Using Fashion to Teach Historical Context – It’s Not All About Dates
Tell a roomful of students you want to talk about the 18th (or any other) century for the next few weeks, and you’re likely to get a roomful of glassy-eyed stares. But show the same group a picture of a man and women in period costume, and you establish an immediate context for the rest of whatever it is you really want to teach. With fashion as a visual jumping off place, it’s easy to ask them what movies they’ve seen with similar clothes and to help them pinpoint the right period. Still photos of actors in costume can help them remember relevant movies.
Once they’re thinking about the movies (and hopefully a few books) they’re familiar with, you can ask them about transportation (Did everyone ride horses? Had trains been invented? Could ships make it across the ocean?), living conditions (Did they have electricity? Running water? Refrigeration?) and other topics. Sometimes working through these questions will even give students an idea of the famous people major historical events of the era. Once students can picture the past and place it in a context, they’re ready to learn more about it.

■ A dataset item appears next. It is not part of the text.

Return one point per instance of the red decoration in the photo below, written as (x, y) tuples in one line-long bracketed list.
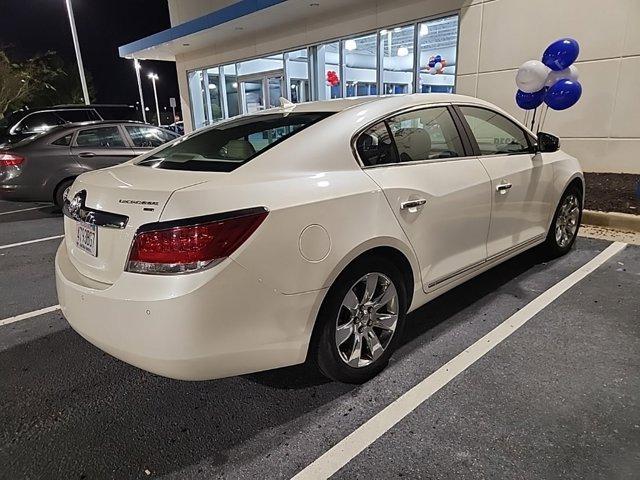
[(332, 78)]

Going into additional detail about the clothing itself can help students move beyond events and begin to think about the ideas prevalent in the period. A student who knows that fashionable 18th century women wore skirts so wide they sometimes had to turn sideways to pass through doorways can begin to wonder whether such a woman’s dress influenced the way her society regarded her – or the other way around. The contrast between a gentleman’s lace-trimmed sleeves and embroidered coat and a workman’s rough clothing can become the starting place for a discussion of social inequities and the revolutions in America and Europe.
Students who have learned to think in this way are better able to grasp the flow and sequence of history instead of parroting unrelated facts. And for many students – like me when I was a student and like many of the students I’ve taught over the years – history goes down much better with a spoonful of fashion to sweeten it.